Year of Release: 1939
Runtime: 67 mins.
Black & White
Studio: Sack Amusement Enterprises
Producer: Arthur Leonard
Director: Arthur Leonard
Nina Mae McKinney (Isabelle Walton)
Jack Carter (Philip Ramsay)
Ida James (Sylvia Walton)
Hamtree Harrington (Percy Jackson)
Willa MacLane (Elvira)
Emmett Wallace (John Lowden)
In Jamaica, after a song and a cockfight, Percy Jackson, a Harlem conman, tries to win the fighter roosters. Elvira, Sylvia Walton’s servant, likes Percy. Sylvia, also recently arrived from New York, is the younger half-sister of Isabelle Walton, who has been running their late father’s banana plantation, although he willed it to Sylvia.
While she has long been loved by John Lowden, Sylvia now favors her overseer, Philip Ramsay, irritating John.
Elvira takes Percy to Isabelle, who is now hiding out in the jungle, and Isabelle tells Percy that his soul has been transferred into a particular pig, which must be protected.
Sylvia is unnerved by Jamaican superstitions, and anxious to maintain control of the plantation, Isabelle hopes to scare her into returning to New York. Isabelle also knows Philip has been stealing from Sylvia. Philip proposes marriage to Sylvia, but she waits to give him her answer.
Sylvia meets with Isabelle and proposes they split the estate. But Isabelle wants all or nothing and also wants John’s love for herself. Isabelle drugs Sylvia’s drink, so that Isabelle, whose mother was Haitian, can subject Sylvia to the “obeah blood dance ritual”.
John overhears Philip planning to leave with Sylvia’s money, and after a fight, Philip confesses Isabelle’s plans.
As Isabelle recites the death incantation, John interrupts the ceremony.
Eventually Isabelle admits that Sylvia is not under a spell and was only drugged.

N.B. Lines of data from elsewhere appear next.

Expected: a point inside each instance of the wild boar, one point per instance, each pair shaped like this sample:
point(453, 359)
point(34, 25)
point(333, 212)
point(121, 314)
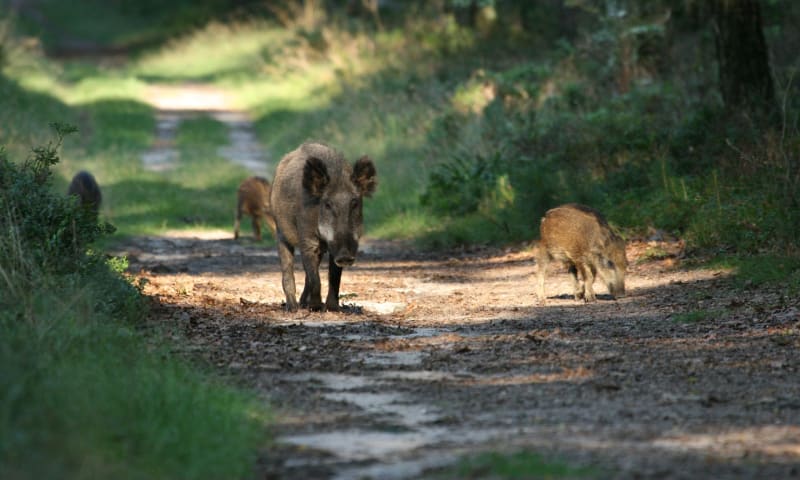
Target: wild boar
point(84, 186)
point(580, 237)
point(253, 200)
point(317, 203)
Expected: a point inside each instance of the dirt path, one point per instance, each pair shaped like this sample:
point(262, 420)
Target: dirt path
point(440, 355)
point(175, 103)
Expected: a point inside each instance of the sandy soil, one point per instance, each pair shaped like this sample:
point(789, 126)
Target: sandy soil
point(439, 355)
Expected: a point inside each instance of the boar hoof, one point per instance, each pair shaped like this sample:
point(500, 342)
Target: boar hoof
point(290, 307)
point(315, 307)
point(332, 307)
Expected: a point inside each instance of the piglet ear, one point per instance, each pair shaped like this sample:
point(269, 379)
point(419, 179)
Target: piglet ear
point(315, 177)
point(364, 176)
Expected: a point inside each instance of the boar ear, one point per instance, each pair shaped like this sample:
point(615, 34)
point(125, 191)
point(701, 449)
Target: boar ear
point(315, 177)
point(364, 176)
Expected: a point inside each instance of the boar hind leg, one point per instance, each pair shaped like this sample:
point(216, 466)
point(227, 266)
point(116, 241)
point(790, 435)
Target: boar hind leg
point(270, 220)
point(588, 280)
point(286, 254)
point(312, 294)
point(334, 280)
point(577, 282)
point(256, 227)
point(237, 221)
point(542, 261)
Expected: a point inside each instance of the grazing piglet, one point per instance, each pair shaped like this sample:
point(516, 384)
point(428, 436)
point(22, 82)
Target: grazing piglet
point(84, 186)
point(580, 237)
point(317, 203)
point(253, 200)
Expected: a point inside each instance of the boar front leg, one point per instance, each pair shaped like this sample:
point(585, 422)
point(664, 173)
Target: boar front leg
point(334, 280)
point(286, 255)
point(577, 283)
point(588, 280)
point(312, 295)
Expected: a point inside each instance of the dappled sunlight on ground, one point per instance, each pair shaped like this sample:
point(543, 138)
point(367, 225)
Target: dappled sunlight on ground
point(442, 353)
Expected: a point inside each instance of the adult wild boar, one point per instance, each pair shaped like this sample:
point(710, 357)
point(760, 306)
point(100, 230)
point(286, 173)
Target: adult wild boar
point(253, 199)
point(580, 237)
point(84, 186)
point(317, 203)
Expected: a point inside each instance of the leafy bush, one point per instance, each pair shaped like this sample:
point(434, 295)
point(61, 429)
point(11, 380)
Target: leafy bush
point(51, 230)
point(82, 394)
point(459, 185)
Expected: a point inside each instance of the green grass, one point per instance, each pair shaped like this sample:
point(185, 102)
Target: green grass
point(755, 271)
point(521, 464)
point(83, 392)
point(85, 396)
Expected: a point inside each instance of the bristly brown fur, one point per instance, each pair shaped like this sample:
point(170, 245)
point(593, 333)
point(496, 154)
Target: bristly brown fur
point(315, 177)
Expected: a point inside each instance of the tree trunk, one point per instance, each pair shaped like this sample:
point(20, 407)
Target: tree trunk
point(744, 73)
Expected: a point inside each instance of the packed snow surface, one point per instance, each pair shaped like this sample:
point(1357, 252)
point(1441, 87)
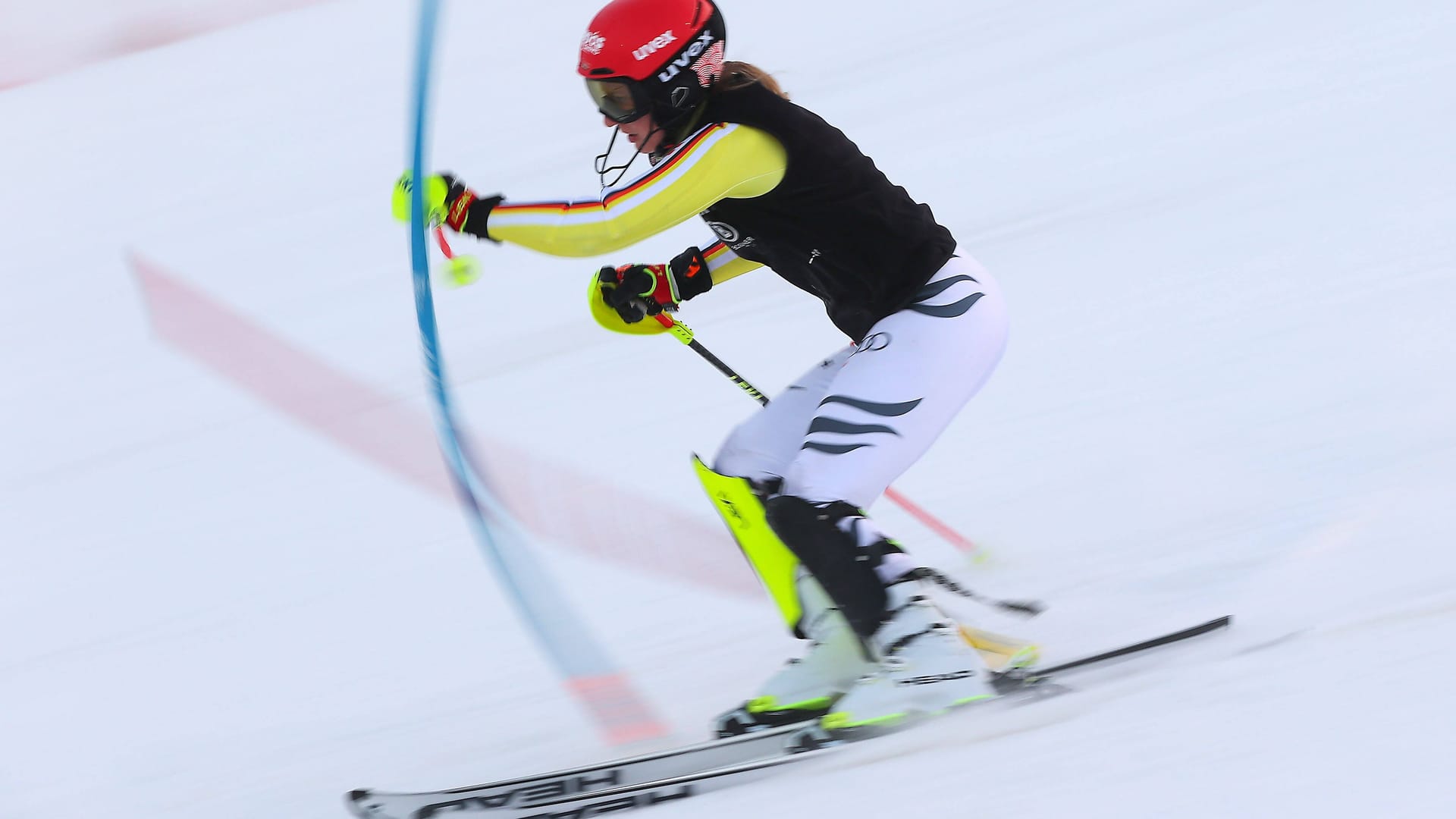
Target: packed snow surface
point(1226, 238)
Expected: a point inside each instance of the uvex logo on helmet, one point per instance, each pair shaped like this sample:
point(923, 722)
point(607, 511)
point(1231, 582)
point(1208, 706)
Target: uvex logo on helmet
point(688, 55)
point(660, 41)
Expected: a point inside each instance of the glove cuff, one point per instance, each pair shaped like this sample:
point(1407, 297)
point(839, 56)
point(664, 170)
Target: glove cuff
point(460, 210)
point(691, 275)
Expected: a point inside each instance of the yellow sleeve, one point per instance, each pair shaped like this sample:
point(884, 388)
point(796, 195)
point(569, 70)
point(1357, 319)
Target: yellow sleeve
point(723, 161)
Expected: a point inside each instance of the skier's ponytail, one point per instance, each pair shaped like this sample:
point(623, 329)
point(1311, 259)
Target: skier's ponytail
point(745, 74)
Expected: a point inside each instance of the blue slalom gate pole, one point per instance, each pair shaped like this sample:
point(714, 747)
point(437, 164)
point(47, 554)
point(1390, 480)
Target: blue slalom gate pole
point(584, 667)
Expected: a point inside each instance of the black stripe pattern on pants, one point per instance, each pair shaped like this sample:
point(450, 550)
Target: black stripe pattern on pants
point(840, 428)
point(944, 311)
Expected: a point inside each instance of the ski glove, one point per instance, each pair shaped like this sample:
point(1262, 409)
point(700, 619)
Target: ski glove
point(447, 202)
point(638, 290)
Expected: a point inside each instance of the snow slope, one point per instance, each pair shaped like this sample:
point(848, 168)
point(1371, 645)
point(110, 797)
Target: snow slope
point(1225, 237)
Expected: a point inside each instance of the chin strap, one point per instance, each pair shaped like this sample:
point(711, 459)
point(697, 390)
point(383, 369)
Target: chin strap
point(603, 169)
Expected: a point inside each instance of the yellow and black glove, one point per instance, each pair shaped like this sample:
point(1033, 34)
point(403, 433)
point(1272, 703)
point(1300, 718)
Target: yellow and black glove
point(447, 202)
point(639, 290)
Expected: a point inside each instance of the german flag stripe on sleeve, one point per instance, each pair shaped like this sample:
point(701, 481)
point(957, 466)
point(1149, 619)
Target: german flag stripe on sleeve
point(717, 162)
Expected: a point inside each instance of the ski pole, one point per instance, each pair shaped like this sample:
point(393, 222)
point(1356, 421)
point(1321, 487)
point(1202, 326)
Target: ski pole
point(685, 334)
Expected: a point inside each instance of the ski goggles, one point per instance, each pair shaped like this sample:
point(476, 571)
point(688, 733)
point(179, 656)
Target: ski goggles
point(619, 99)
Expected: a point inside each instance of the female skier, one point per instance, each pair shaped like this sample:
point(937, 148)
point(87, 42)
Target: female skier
point(783, 188)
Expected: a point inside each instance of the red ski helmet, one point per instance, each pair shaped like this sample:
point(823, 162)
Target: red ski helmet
point(653, 57)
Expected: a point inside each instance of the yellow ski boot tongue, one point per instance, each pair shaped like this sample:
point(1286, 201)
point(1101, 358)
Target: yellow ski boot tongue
point(927, 668)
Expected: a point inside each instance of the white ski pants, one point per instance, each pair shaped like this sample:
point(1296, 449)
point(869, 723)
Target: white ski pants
point(846, 428)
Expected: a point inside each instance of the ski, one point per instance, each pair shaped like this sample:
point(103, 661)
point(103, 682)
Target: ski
point(529, 793)
point(680, 773)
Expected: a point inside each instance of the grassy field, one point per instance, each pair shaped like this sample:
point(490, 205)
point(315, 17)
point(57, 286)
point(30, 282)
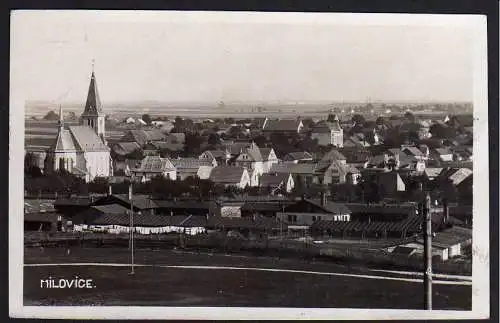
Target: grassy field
point(159, 286)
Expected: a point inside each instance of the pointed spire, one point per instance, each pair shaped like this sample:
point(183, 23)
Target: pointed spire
point(61, 117)
point(93, 104)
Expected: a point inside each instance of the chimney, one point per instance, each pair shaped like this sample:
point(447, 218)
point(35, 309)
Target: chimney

When she learns the police have been called, Isabelle dismisses her followers and tells them they were only having a little ‘pocomania.’
John reunites the two sisters, and Isabelle tells Sylvia the truth about Philip, that he only pretended to love her because he wanted the plantation. Isabelle explains to Percy that the pig story was a joke and they agree sit down for a meal of roast pork.
The Devil’s Daughter was also reviewed under the title Pocomania, a word used by Isabelle to describe the “obeah.”
Although reviews and modern sources commonly identify Isabelle as a practitioner of voodoo, this word is never used in the film, instead, her supposed magical power is called “obeah.”
Remake of the 1936 film Ouanga (also known as Drums in the Night, Drums of the Jungle, Love Wanga) which starred Fredi Washington, Philip Brandon, and Marie Paxton.